Zondi no dijo nada y se concentró en apagar el Texan en la suela de su zapatilla de tenis.
—Toma —dijo Kramer, sacando su cajetilla de Lucky Strike y vaciándola de arena.
Cada uno encendió otro pitillo.
—¿De qué más cosas te enteraste en el bar ilegal?
—De nada, jefe. Ni siquiera de la hora aproximada a la que Moses el cocinero salió hacia Fynn’s Creek. Nadie se acordaba. Por eso decidí inventarme alguna excusa para venir hasta la playa. Entonces fue cuando usted me vio.
—¡Dirás que te pillé con las manos en la masa!
—Sí —se rió Zondi—. Sí. ¡Apareció tan de repente!
—¿Descubriste por qué los cocodrilos no habían celebrado su banquete de medianoche?
Zondi negó con la cabeza.
—No, teniente. Eso sigue siendo un gran misterio. Aún no lo he resuelto.
—Pero ¿qué sacaste en limpio de todo lo que Moses te contó sobre la visita del detective Kritzinger?
—¿Usted sabe que yo…? Sí, no esperaba que nadie se interesase tanto por un cafre como Khumalo.
—Ese fue tu segundo gran error. Pero sigo queriendo saber a qué conclusiones llegaste.
—Parecía que las palabras del jefe Kritzinger habían alegrado de alguna forma el corazón de la joven señora, pero no estaba seguro de por qué. ¿Podía estar llevando a cabo el jefe Kritzinger alguna investigación que interesara a la señora?

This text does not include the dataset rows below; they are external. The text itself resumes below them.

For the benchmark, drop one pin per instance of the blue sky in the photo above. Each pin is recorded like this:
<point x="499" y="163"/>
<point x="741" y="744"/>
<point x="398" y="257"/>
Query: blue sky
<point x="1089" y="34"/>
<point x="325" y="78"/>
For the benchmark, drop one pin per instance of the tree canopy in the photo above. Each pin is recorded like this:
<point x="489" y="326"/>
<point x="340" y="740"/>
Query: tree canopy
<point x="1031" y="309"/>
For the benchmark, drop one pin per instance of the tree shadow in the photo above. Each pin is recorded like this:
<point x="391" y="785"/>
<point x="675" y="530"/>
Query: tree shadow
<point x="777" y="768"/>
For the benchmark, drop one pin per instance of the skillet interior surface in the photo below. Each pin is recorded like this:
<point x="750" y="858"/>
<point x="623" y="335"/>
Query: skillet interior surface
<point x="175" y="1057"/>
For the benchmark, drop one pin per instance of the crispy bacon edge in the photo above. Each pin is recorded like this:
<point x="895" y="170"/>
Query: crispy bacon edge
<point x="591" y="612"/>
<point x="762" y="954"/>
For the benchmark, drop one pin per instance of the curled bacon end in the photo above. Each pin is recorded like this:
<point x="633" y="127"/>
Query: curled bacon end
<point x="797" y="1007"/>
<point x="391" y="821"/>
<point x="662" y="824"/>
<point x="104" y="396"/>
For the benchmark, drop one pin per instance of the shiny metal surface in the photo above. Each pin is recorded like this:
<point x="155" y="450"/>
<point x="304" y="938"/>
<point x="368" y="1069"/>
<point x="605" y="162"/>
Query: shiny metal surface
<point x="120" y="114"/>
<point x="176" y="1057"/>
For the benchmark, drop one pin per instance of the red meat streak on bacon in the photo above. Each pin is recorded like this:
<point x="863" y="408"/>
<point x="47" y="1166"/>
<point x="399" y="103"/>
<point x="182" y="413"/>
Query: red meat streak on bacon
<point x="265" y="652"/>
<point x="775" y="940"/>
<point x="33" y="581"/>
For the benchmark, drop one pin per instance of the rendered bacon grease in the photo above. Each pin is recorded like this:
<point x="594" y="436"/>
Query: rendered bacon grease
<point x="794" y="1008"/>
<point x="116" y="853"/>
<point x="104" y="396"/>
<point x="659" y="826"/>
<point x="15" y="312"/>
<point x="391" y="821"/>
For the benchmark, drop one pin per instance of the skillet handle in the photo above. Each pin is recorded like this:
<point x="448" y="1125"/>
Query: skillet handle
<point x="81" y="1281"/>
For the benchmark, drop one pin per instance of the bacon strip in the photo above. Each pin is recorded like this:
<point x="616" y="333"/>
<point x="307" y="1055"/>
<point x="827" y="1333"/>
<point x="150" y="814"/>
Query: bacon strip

—¡Vaya! ¿No me das nada mejor? ¿No tienes más ideas?
Zondi se encogió de hombros.
—Supongo que el jefe Kritzinger también podría haberle dicho que su amante iría a visitarla aquella noche, o algo parecido que la dejara contenta.
—¡Oye, un momento! No olvides que estás hablando de una mujer blanca, así que mucho cuidado con lo que dices.
—Teniente, cuando era joven, antes de poder entrar en la Policía a los dieciséis años, trabajé durante dos años como mozo en una casa…
—¿Y qué?
—Estoy pensando en Moses Khumalo. Según mi experiencia, los amos blancos, o sus esposas, casi nunca dan tiempo libre a sus criados, a menos que quieran librarse de ellos para disfrutar de una intimidad completa. Por ejemplo, muchos tienen la costumbre de aparearse después de la comida del domingo, por eso permiten que sus criados se tomen libre el resto del…
—¡Maldita sea! Ya sé adonde quieres ir a parar —interrumpió Kramer—, pero es una teoría de mierda que no encaja con los hechos. El jefe Kritzinger fue la única otra víctima de la explosión. Que yo sepa, no hay pedazos de ningún amante con el culo al aire dispersos por la playa.
—Pudo haber sido el propio jefe Kritzinger quien…
—¡Ah, no! ¿Lo había visto Moses antes por Fynn’s Creek?
—No, eso es verdad, teniente —respondió Zondi, negando con la cabeza—. Y también es verdad que en el bar ilegal no oí contar nada escandaloso relacionado con el jefe Kritzinger. Sí, debería usted oír cómo se comportan algunos señores blancos de este distrito, y las señoras también. Uno de los mozos contaba que…
—¡Ya basta! —interrumpió Kramer—. ¡Puñetas! ¿Quién iba a pensar que los cafres fuerais tan cotillas? Vamos a ocuparnos de asuntos más serios.
—Encantado, teniente. Y eso significa que debo repetir la pregunta.
—¿Qué pregunta era esa?
—Antes le pregunté si el jefe Kritzinger investigaba algún caso que pudiera haberle sacado un peso de encima a la señora blanca, consiguiendo que…
—Y la respuesta es: sí, posiblemente, pero también puede que se trate de otra cosa. Espero que no pretendas que te suelte de un tirón todo lo que he investigado hasta ahora.
—¿No pertenecemos los dos a la Brigada de Homicidios?
—¡Madre mía, eres el cafre más descarado que he visto en mi vida!
—Sí, teniente. La hermana Teresa me dijo prácticamente lo mismo en muchísimas ocasiones —dejó caer Zondi.